When an error is detected, an active-active system can immediately fail-over on the second machine, while an active-passive system will failover once the second machine is active.
High Availability Clusters
Computer clusters consist of multiple nodes that run the same process at the same time and are therefore active-active systems.
Active-active systems are generally fault tolerant because the system is inherently designed to handle the loss of a node.
If a node fails, the remaining nodes are ready to absorb the workload of the failed node.
That said, a cluster that requires a leader node should run a minimum of two leading nodes in an active-active configuration.
This can prevent the cluster from becoming unavailable if a leading node fails.
Using a cluster can improve system resiliency and fault tolerance, allowing for greater availability.
Clusters with these characteristics are called "high availability" or "fail-over" clusters.
Load Balancing Cluster
Load balancing is the act of distributing traffic across nodes to optimize performance and prevent each individual node from receiving a disproportionate amount of work.
You can install a load balancer on the leading nodes or provision it separately from the cluster.
The load balancer can detect if one node is broken, and if so, it will divert incoming traffic to the other nodes.
This configuration is often a high-availability cluster at the same time.
High Performance Clusters
When it comes to parallelization, clusters can achieve higher levels of performance than a single machine.
This is because they are not limited by a certain number of processor cores or other hardware.
In addition, horizontal scaling can maximize performance by preventing the system from depleting resources.
High Performance Computing(HPC) clusters take advantage of the parallelizability of computer clusters to achieve the highest possible level of performance.
Clusters in the cloud
Before the public cloud,computer clusters consisted of a set of physical machines that communicated over a local network.

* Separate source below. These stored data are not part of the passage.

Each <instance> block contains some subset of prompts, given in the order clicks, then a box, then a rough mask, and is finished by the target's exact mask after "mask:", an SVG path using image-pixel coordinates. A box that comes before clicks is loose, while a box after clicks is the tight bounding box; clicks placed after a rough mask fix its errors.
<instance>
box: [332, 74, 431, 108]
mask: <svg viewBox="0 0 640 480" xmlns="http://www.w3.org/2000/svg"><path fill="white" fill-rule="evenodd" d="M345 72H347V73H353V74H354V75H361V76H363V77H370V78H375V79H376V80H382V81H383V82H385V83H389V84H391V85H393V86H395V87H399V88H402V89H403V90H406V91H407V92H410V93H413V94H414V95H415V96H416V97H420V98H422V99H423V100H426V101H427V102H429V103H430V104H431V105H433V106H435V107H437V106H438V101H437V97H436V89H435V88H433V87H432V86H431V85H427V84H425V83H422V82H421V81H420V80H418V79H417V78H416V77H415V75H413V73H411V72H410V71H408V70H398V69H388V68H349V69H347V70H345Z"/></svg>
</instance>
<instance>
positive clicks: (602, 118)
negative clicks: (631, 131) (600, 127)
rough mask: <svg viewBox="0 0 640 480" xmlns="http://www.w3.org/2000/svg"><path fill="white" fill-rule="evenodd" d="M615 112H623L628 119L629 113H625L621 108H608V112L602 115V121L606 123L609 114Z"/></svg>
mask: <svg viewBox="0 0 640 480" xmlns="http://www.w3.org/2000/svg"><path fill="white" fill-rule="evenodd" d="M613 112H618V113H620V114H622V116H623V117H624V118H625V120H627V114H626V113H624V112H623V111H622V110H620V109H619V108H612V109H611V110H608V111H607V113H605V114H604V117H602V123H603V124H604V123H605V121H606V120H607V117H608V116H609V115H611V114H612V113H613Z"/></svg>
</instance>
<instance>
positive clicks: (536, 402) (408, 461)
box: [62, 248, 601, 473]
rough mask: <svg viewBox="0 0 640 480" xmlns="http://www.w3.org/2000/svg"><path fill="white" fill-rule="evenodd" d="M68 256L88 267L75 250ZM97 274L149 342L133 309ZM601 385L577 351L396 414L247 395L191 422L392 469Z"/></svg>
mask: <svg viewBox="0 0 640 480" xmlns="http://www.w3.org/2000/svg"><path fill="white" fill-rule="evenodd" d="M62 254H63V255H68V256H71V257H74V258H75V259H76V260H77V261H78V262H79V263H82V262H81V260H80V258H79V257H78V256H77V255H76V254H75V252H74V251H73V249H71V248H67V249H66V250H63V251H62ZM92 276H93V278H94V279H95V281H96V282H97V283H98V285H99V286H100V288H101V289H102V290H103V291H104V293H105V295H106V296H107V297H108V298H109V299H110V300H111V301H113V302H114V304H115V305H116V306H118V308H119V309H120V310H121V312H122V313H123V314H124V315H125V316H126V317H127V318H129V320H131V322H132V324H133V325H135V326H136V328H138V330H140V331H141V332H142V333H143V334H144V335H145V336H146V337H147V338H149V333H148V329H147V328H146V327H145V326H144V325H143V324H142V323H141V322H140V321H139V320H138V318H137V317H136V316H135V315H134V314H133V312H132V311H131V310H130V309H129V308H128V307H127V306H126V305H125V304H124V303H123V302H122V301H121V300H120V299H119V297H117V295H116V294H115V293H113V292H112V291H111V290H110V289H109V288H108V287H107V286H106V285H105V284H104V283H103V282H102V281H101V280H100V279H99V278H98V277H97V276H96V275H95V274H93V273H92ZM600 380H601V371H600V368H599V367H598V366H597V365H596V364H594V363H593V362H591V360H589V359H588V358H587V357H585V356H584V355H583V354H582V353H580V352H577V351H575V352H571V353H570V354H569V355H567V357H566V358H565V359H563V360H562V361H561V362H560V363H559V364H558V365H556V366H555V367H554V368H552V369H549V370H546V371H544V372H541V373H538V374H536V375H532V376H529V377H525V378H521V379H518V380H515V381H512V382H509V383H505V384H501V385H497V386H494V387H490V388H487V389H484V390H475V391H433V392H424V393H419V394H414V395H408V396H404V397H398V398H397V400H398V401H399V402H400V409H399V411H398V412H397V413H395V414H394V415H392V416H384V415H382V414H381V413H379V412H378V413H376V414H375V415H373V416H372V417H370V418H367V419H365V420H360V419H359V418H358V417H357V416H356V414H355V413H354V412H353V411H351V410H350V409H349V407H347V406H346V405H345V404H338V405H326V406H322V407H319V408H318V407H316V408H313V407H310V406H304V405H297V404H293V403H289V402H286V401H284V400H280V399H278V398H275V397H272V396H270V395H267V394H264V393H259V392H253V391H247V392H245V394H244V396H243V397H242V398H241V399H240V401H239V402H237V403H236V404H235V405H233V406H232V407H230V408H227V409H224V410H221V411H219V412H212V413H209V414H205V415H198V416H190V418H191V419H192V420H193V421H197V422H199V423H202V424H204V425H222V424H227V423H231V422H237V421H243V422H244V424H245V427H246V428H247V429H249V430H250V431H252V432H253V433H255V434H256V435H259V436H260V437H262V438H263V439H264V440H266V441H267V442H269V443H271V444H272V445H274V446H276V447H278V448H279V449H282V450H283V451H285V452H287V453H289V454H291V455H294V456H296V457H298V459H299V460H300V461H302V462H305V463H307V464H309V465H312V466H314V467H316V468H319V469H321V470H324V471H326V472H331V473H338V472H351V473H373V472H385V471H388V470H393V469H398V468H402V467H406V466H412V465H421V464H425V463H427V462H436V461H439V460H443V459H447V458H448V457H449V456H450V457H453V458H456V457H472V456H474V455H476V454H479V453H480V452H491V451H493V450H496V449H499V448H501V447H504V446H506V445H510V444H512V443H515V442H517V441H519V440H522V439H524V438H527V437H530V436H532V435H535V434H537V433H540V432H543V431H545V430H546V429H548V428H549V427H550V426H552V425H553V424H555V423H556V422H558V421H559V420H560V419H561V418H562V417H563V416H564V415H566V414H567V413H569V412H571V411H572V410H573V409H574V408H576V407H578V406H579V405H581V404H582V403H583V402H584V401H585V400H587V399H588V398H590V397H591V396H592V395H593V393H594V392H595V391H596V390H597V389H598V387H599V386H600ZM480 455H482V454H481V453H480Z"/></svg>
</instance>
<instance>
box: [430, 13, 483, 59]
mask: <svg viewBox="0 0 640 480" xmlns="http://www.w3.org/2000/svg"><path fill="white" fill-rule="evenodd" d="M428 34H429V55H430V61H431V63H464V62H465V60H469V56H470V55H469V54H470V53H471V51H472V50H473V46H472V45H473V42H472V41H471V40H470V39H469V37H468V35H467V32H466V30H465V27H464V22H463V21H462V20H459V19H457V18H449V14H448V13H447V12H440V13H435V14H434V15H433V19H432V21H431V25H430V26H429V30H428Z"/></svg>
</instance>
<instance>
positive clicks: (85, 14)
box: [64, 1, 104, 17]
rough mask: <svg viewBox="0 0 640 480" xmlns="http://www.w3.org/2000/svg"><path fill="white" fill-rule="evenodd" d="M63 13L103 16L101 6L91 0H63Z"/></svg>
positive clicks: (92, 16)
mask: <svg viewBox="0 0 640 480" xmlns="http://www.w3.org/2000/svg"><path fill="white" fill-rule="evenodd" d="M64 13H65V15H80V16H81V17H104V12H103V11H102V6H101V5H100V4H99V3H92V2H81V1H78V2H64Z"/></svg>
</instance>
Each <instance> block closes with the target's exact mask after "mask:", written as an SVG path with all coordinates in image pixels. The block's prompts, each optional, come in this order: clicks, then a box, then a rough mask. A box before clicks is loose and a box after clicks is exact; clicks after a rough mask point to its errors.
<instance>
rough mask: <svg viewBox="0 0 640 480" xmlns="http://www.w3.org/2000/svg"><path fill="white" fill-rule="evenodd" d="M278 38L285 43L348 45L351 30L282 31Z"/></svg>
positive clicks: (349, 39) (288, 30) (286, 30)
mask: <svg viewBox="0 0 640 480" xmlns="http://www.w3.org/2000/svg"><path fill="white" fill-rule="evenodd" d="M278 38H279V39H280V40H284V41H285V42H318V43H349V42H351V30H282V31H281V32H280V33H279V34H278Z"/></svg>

Creating a cluster of computers involved careful planning to ensure that it meets present and future requirements, as physical scaling could take weeks or even months.
In addition, those on site or self-managed were not resilient in the event of regional disasters, so other security measures had to be in place to ensure redundancy.
In a nutshell, it is therefore a group of nodes hosted on virtual machines and connected within a virtual private cloud.
Using the cloud can greatly reduce the time and effort required to get up and running, while also providing a long list of services to improve availability, security, and maintainability.
Containers and cluster relationship
Containers have eliminated many of the burdens of deploying applications.
Differences between local and remote environments can be largely ignored (with some exceptions, such as CPU architecture), application dependencies are provided within the container, and security is improved by isolating the application from the host.
Using containers has also made it easier for teams to leverage a microservices architecture, where the application is broken down into small, loosely coupled services.
Deploying containerized applications across nodes can substantially improve the availability, scalability, and performance of your web application.
Running multiple containers per node increases resource utilization, and ensuring that one instance of each container is running on more than one node at a time prevents the application from having a single point of failure.
However, this leads to another problem: container management.
Managing containers in a cluster of ten nodes can be tedious, but what to do when it reaches a hundred, or even a thousand nodes?
Thankfully, there are numerous container orchestration systems, such as Kubernetes,that can help your application scale.